I was never the type to get up early on Sundays to sit in a packed church. I was never the type to read the Bible in my spare time and quote scripture to my friends. But I always believed in God. I prayed to Him. I trusted Him, even when life got hard. Even when everything seemed unfair.
But the older I get, the more family and friends I’m forced to watch die, the harder it is to believe.
How could God allow so much bullshit to happen? How could He allow you to die at such a young age? How could he do that to your parents? To your siblings? To you?
And don’t say that it’s part of the plan, that it is better off this way.
A mother isn’t better off with tears in her eyes and an empty hole in her heart. A child isn’t better off without a parent there to call when they’re sick with the flu or when they need advice on how to file their taxes.
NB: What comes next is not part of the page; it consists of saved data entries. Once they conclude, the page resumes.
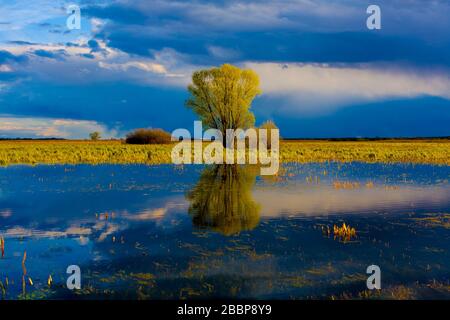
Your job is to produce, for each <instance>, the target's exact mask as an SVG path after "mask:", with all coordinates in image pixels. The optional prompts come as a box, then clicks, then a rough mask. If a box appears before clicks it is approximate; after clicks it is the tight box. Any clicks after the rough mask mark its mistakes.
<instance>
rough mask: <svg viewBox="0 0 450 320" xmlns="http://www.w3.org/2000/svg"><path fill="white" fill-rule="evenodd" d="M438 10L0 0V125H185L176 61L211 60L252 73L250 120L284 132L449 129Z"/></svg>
mask: <svg viewBox="0 0 450 320" xmlns="http://www.w3.org/2000/svg"><path fill="white" fill-rule="evenodd" d="M70 4H77V5H79V6H80V8H81V18H82V20H81V29H80V30H68V28H67V26H66V19H67V17H68V14H67V13H66V10H67V7H68V6H69V5H70ZM370 4H377V5H379V6H380V8H381V18H382V29H381V30H368V29H367V27H366V19H367V17H368V14H367V13H366V9H367V7H368V6H369V5H370ZM449 16H450V2H449V1H446V0H442V1H440V0H433V1H429V0H409V1H403V0H380V1H374V0H371V1H365V0H339V1H338V0H286V1H275V0H254V1H252V0H231V1H224V0H222V1H213V0H197V1H181V0H179V1H177V0H173V1H168V0H154V1H142V0H141V1H140V0H134V1H131V0H117V1H113V0H108V1H106V0H103V1H65V0H49V1H43V0H36V1H25V0H20V1H13V0H0V137H63V138H86V137H87V136H88V133H89V132H91V131H95V130H98V131H101V132H102V133H103V136H104V137H121V136H123V135H124V134H125V133H126V132H127V131H129V130H131V129H133V128H136V127H159V128H163V129H165V130H168V131H172V130H174V129H176V128H179V127H185V128H188V129H191V128H192V126H193V123H192V122H193V120H194V119H195V115H193V114H192V113H191V112H190V111H189V110H187V109H186V108H185V106H184V100H185V99H186V97H187V91H186V86H187V85H188V83H189V81H190V75H191V74H192V72H193V71H194V70H197V69H201V68H207V67H211V66H216V65H220V64H222V63H232V64H235V65H238V66H240V67H245V68H252V69H254V70H255V71H256V72H257V73H258V74H259V75H260V78H261V86H262V89H263V94H262V95H261V96H260V97H258V98H257V99H256V100H255V102H254V104H253V108H252V109H253V111H254V113H255V115H256V119H257V124H259V123H261V122H263V121H265V120H268V119H272V120H275V122H276V123H277V124H278V126H279V127H280V129H281V135H282V136H284V137H309V138H310V137H359V136H384V137H389V136H444V135H445V136H449V135H450V129H449V128H450V126H449V123H450V19H449V18H448V17H449ZM191 130H192V129H191Z"/></svg>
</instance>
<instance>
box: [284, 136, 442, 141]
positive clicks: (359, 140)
mask: <svg viewBox="0 0 450 320" xmlns="http://www.w3.org/2000/svg"><path fill="white" fill-rule="evenodd" d="M282 140H286V141H296V140H314V141H385V140H450V136H447V137H389V138H386V137H373V138H283V139H282Z"/></svg>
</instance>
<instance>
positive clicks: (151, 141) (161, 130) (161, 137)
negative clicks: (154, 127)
mask: <svg viewBox="0 0 450 320" xmlns="http://www.w3.org/2000/svg"><path fill="white" fill-rule="evenodd" d="M170 142H171V135H170V133H168V132H166V131H164V130H162V129H136V130H134V131H133V132H130V133H129V134H127V137H126V139H125V143H127V144H165V143H170Z"/></svg>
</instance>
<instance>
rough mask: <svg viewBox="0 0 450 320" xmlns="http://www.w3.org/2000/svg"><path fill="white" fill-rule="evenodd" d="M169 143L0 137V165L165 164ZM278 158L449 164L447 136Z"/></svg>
mask: <svg viewBox="0 0 450 320" xmlns="http://www.w3.org/2000/svg"><path fill="white" fill-rule="evenodd" d="M173 146H174V144H164V145H129V144H125V143H123V142H121V141H39V140H33V141H14V140H13V141H0V165H3V166H5V165H11V164H81V163H86V164H106V163H117V164H133V163H136V164H137V163H140V164H169V163H171V162H172V161H171V150H172V147H173ZM280 160H281V162H299V163H307V162H327V161H338V162H352V161H362V162H382V163H395V162H403V163H429V164H442V165H450V140H383V141H319V140H313V141H309V140H308V141H302V140H298V141H282V142H281V144H280Z"/></svg>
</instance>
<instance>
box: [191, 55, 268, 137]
mask: <svg viewBox="0 0 450 320" xmlns="http://www.w3.org/2000/svg"><path fill="white" fill-rule="evenodd" d="M188 90H189V93H190V95H191V96H190V98H189V99H188V100H187V101H186V106H187V107H188V108H190V109H192V110H193V111H194V112H195V113H196V114H197V115H198V116H199V117H200V120H201V121H202V123H203V126H204V127H206V128H214V129H218V130H219V131H220V132H222V135H223V136H224V137H225V133H226V129H237V128H242V129H247V128H250V127H252V126H253V125H254V123H255V116H254V115H253V113H252V112H251V111H250V107H251V103H252V101H253V99H254V98H255V97H256V96H257V95H259V94H261V90H260V88H259V77H258V75H257V74H256V73H255V72H254V71H252V70H241V69H239V68H238V67H235V66H232V65H229V64H224V65H222V66H220V67H216V68H211V69H206V70H200V71H196V72H194V74H193V75H192V84H191V85H189V87H188Z"/></svg>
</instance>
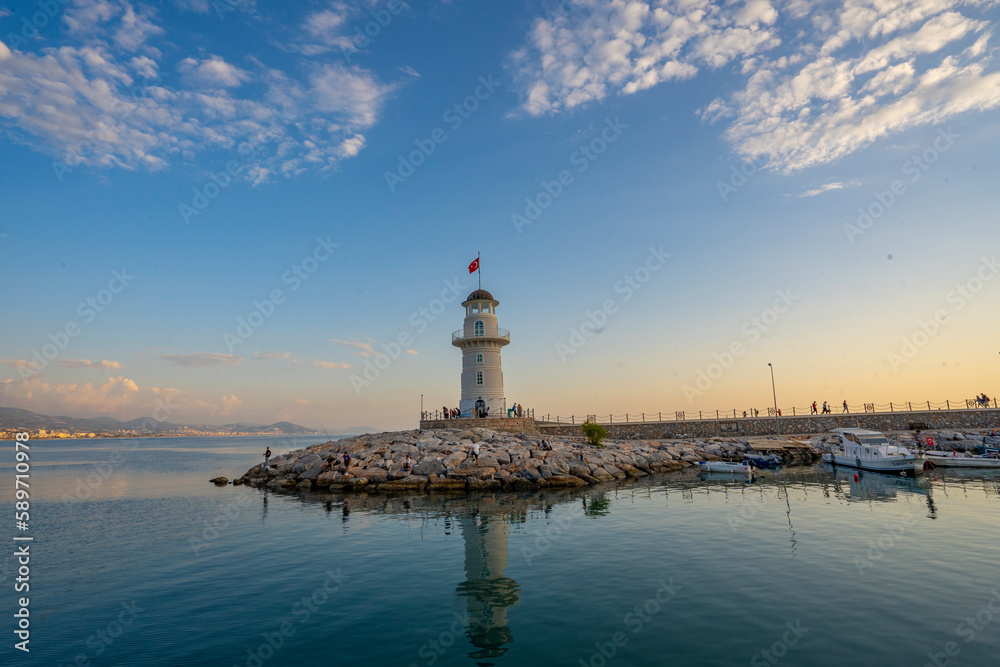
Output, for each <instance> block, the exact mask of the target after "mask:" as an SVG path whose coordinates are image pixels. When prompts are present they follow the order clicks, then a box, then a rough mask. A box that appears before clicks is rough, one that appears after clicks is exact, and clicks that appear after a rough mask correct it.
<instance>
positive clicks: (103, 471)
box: [61, 396, 177, 503]
mask: <svg viewBox="0 0 1000 667" xmlns="http://www.w3.org/2000/svg"><path fill="white" fill-rule="evenodd" d="M176 409H177V406H176V405H171V403H170V396H167V397H166V400H161V399H159V398H158V399H156V407H154V408H153V411H152V412H151V413H150V416H149V417H146V418H145V419H143V420H142V421H141V422H139V433H140V435H139V437H141V436H142V435H148V434H151V433H156V432H157V431H159V430H160V422H165V421H167V419H169V418H170V415H172V414H173V413H174V410H176ZM139 437H134V438H130V439H129V440H124V441H122V444H123V445H124V444H131V446H130V447H129V448H128V449H127V450H124V449H116V450H114V451H113V452H111V454H110V455H109V456H108V460H107V461H106V462H102V463H98V464H97V465H95V466H94V471H93V472H92V473H90V474H89V475H87V476H86V477H77V478H76V480H75V481H76V488H75V489H74V491H73V495H72V496H71V495H69V494H68V493H64V494H63V495H62V498H61V501H62V502H64V503H79V502H83V501H84V500H87V499H88V498H90V497H91V496H92V495H94V492H95V491H97V489H99V488H101V486H102V485H103V484H104V482H106V481H107V480H108V478H109V477H111V475H113V474H114V472H115V470H116V469H117V468H118V467H119V466H120V465H121V464H123V463H124V462H125V455H124V454H123V453H122V452H123V451H127V452H130V453H131V452H134V451H135V450H137V449H138V448H139Z"/></svg>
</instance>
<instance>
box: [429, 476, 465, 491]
mask: <svg viewBox="0 0 1000 667" xmlns="http://www.w3.org/2000/svg"><path fill="white" fill-rule="evenodd" d="M465 487H466V481H465V480H464V479H450V478H448V477H434V478H431V480H430V484H428V486H427V488H428V489H430V490H431V491H465Z"/></svg>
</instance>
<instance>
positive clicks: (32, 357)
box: [17, 268, 135, 380]
mask: <svg viewBox="0 0 1000 667" xmlns="http://www.w3.org/2000/svg"><path fill="white" fill-rule="evenodd" d="M133 280H135V276H134V275H132V274H130V273H129V272H128V270H127V269H125V268H122V270H121V271H118V270H114V271H112V272H111V280H109V281H108V284H107V286H106V287H104V288H102V289H100V290H98V291H97V293H96V294H94V295H93V296H89V297H87V298H86V299H84V300H83V301H81V302H80V303H79V305H77V307H76V314H77V315H79V316H80V319H82V320H83V324H90V323H91V322H93V321H94V320H95V319H97V315H98V314H99V313H103V312H104V309H105V308H107V307H108V306H110V305H111V303H112V302H113V301H114V300H115V297H116V296H118V295H119V294H121V293H122V292H124V291H125V288H126V287H128V285H129V283H131V282H132V281H133ZM82 332H83V329H82V328H81V326H80V324H79V323H78V322H77V321H76V320H69V321H68V322H66V324H64V325H63V327H62V329H60V330H58V331H56V332H54V333H49V335H48V339H49V341H50V342H48V343H46V344H44V345H42V349H41V350H40V351H39V350H38V349H35V348H32V350H31V359H30V360H27V361H26V363H24V364H18V366H17V373H18V375H20V376H21V378H22V379H25V380H27V379H30V378H33V377H35V376H36V375H37V374H39V373H41V372H42V371H43V370H45V369H46V368H47V367H48V365H49V363H51V362H52V361H53V360H55V359H56V358H57V357H59V355H60V354H62V353H63V352H65V350H66V348H67V347H68V346H69V343H70V341H71V340H72V339H74V338H76V337H77V336H79V335H80V334H81V333H82Z"/></svg>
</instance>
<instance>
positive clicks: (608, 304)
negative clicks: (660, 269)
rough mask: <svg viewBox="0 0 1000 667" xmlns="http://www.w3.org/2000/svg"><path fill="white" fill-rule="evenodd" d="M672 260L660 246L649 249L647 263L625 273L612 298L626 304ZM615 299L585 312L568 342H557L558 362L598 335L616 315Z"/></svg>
mask: <svg viewBox="0 0 1000 667" xmlns="http://www.w3.org/2000/svg"><path fill="white" fill-rule="evenodd" d="M671 257H673V253H669V252H664V251H663V246H662V245H661V246H660V247H659V248H654V247H653V246H649V255H648V256H647V257H646V261H645V262H644V263H643V264H640V265H639V266H638V267H637V268H636V269H635V270H633V271H631V272H630V273H626V274H625V275H624V276H622V279H621V280H619V281H618V282H616V283H615V284H614V291H615V294H620V295H622V296H621V301H622V303H625V302H626V301H628V300H629V299H631V298H632V297H633V295H635V293H636V292H638V291H639V290H641V289H642V286H643V285H645V284H646V283H647V282H649V279H650V278H651V277H652V276H653V274H654V273H656V272H657V271H659V270H660V269H662V268H663V267H664V266H665V265H666V263H667V260H668V259H670V258H671ZM618 308H619V303H618V299H617V298H614V299H605V300H604V301H603V302H602V303H601V307H600V308H598V309H597V310H594V311H590V310H588V311H587V312H586V317H585V318H584V320H583V321H582V322H581V323H580V324H579V325H578V326H574V327H570V330H569V338H567V339H566V342H565V343H564V342H563V341H557V342H556V354H558V355H559V360H560V361H562V362H563V363H566V359H568V358H569V356H570V355H572V354H576V353H577V352H579V351H580V349H581V348H583V346H584V345H586V344H587V341H588V340H590V339H591V338H593V337H594V336H596V335H597V334H599V333H601V332H602V331H603V330H604V325H605V324H607V322H608V318H609V317H611V316H612V315H614V314H615V313H617V312H618Z"/></svg>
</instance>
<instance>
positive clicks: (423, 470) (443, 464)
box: [413, 454, 454, 475]
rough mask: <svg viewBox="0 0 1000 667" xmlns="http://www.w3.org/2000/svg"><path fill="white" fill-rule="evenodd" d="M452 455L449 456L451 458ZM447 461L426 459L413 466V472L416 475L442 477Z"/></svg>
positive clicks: (441, 459) (445, 469) (434, 459)
mask: <svg viewBox="0 0 1000 667" xmlns="http://www.w3.org/2000/svg"><path fill="white" fill-rule="evenodd" d="M451 456H454V454H451V455H449V457H448V458H451ZM447 460H448V459H447V458H446V459H437V458H427V459H424V460H423V461H421V462H420V463H418V464H417V465H415V466H413V472H414V474H417V475H444V473H445V470H446V468H447V466H446V461H447Z"/></svg>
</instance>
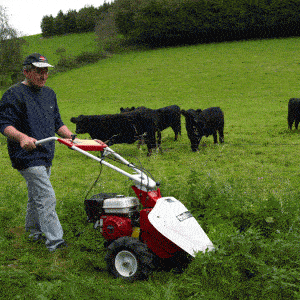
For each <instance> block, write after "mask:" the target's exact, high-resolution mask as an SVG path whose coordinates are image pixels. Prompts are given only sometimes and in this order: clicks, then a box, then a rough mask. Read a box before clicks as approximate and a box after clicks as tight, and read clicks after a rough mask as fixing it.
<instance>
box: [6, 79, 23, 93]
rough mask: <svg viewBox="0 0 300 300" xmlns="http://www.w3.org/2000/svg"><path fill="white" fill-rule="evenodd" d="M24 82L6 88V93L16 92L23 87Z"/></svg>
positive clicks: (17, 83) (21, 82)
mask: <svg viewBox="0 0 300 300" xmlns="http://www.w3.org/2000/svg"><path fill="white" fill-rule="evenodd" d="M22 85H23V84H22V82H17V83H15V84H14V85H12V86H11V87H9V88H8V89H7V90H6V93H10V92H16V91H19V90H21V89H22Z"/></svg>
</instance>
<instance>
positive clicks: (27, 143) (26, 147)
mask: <svg viewBox="0 0 300 300" xmlns="http://www.w3.org/2000/svg"><path fill="white" fill-rule="evenodd" d="M36 141H37V140H36V139H34V138H31V137H29V136H24V137H23V138H22V139H21V140H20V146H21V147H22V149H24V150H26V151H32V150H33V149H35V148H36V145H35V142H36Z"/></svg>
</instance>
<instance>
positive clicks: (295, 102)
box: [288, 98, 300, 129]
mask: <svg viewBox="0 0 300 300" xmlns="http://www.w3.org/2000/svg"><path fill="white" fill-rule="evenodd" d="M294 121H295V127H296V129H298V124H299V122H300V99H299V98H291V99H290V100H289V104H288V125H289V128H290V129H292V127H293V123H294Z"/></svg>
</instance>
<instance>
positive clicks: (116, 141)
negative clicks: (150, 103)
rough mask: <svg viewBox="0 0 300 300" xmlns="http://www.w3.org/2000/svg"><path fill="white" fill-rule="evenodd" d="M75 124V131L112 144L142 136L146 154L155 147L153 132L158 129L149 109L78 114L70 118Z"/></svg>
mask: <svg viewBox="0 0 300 300" xmlns="http://www.w3.org/2000/svg"><path fill="white" fill-rule="evenodd" d="M71 122H72V123H75V124H76V133H77V134H83V133H88V134H89V135H90V136H91V138H92V139H99V140H101V141H103V142H107V144H108V145H113V144H122V143H126V144H132V143H134V142H135V141H137V140H138V139H140V137H141V136H144V139H145V143H146V144H147V147H148V153H147V155H148V156H150V155H151V152H152V149H153V148H155V147H156V139H155V133H156V132H157V131H158V128H157V119H156V115H155V114H154V113H153V112H152V110H151V109H146V108H145V109H141V110H138V111H131V112H127V113H124V114H111V115H80V116H79V117H77V118H71Z"/></svg>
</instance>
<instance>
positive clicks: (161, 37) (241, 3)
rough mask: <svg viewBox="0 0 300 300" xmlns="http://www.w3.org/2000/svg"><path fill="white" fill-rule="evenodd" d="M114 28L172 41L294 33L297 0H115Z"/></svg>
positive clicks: (275, 36)
mask: <svg viewBox="0 0 300 300" xmlns="http://www.w3.org/2000/svg"><path fill="white" fill-rule="evenodd" d="M114 10H115V22H116V26H117V28H118V31H119V33H121V34H123V35H124V36H125V37H126V38H127V39H129V40H131V42H135V43H143V44H147V45H151V46H175V45H179V44H197V43H203V42H221V41H230V40H240V39H252V38H274V37H287V36H299V34H300V18H299V15H300V0H224V1H223V0H115V2H114Z"/></svg>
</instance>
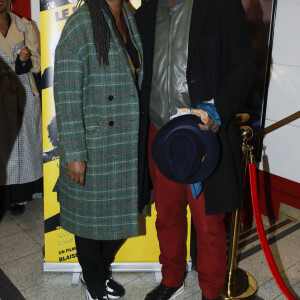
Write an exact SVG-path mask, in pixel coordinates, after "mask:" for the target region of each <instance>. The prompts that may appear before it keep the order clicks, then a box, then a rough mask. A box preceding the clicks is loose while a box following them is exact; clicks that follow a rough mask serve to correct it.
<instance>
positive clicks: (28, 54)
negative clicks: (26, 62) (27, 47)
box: [19, 47, 31, 62]
mask: <svg viewBox="0 0 300 300" xmlns="http://www.w3.org/2000/svg"><path fill="white" fill-rule="evenodd" d="M19 56H20V61H22V62H25V61H27V60H28V59H29V58H30V56H31V51H30V50H29V49H28V48H27V47H23V48H22V49H21V50H20V53H19Z"/></svg>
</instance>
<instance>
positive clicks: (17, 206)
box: [10, 204, 25, 216]
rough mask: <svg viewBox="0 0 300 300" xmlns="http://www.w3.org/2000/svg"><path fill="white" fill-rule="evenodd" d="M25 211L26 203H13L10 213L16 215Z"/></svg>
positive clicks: (11, 206) (21, 213)
mask: <svg viewBox="0 0 300 300" xmlns="http://www.w3.org/2000/svg"><path fill="white" fill-rule="evenodd" d="M24 211H25V205H20V204H13V205H12V206H11V208H10V213H11V214H12V215H14V216H17V215H21V214H22V213H23V212H24Z"/></svg>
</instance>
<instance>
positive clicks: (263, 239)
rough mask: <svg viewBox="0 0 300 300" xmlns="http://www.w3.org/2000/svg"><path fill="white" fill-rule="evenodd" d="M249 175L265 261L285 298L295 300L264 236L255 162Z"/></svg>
mask: <svg viewBox="0 0 300 300" xmlns="http://www.w3.org/2000/svg"><path fill="white" fill-rule="evenodd" d="M249 175H250V187H251V196H252V205H253V212H254V218H255V223H256V227H257V232H258V237H259V240H260V243H261V246H262V249H263V251H264V254H265V257H266V260H267V263H268V265H269V268H270V270H271V272H272V275H273V277H274V279H275V281H276V283H277V285H278V287H279V288H280V290H281V291H282V293H283V294H284V295H285V296H286V297H287V299H289V300H296V298H295V297H294V296H293V295H292V294H291V293H290V291H289V290H288V288H287V287H286V285H285V283H284V282H283V280H282V278H281V276H280V273H279V271H278V268H277V266H276V263H275V261H274V258H273V256H272V252H271V250H270V247H269V244H268V240H267V238H266V234H265V231H264V227H263V223H262V219H261V214H260V210H259V203H258V194H257V179H256V167H255V164H249Z"/></svg>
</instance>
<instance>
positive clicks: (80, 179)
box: [67, 161, 86, 186]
It just doesn’t make sense. I keep sitting here, waiting to find out that I heard wrong. That you’re not dead. That the hospital, that the police, that all of the witnesses who watched it happen all made a huge mistake.
I can’t wrap my head around the reason why God would take someone like you away from here.
Why would He choose to rip someone with such a bright future away and leave all the scumbags who beat their wives and leave cigarette marks on their children? Why does a scumbag who belongs locked in jail for life deserve the chance to live for decades longer than anyone wants them around — while good hearts with close friends and strong morals didn’t even get the chance to get married, to get that promotion, to graduate? Tell me why the hell that would happen.
Before you died, I believed in God without question. But now that you’re gone, I find myself questioning more and more and more. I find it difficult to keep my hope alive.
But even though I have doubts, I still pray every night.
Because I want to believe there’s a heaven holding the loved ones who have been taken away from me. I want to believe that I will see them again when my time has arrived.
I want to believe that we were thrown on this planet for a reason. I want to believe that all of those people who lived shit lives but stayed positive the whole way through will get rewarded after their deaths. I want to believe that they didn’t get ripped off.
I don’t know if I can be considered a Catholic anymore. I don’t know if I can be considered an atheist just yet. I guess I’m stuck somewhere in between, between hope and hopeless.
All I know is that I so badly want to believe in God. But I just don’t know if I do anymore.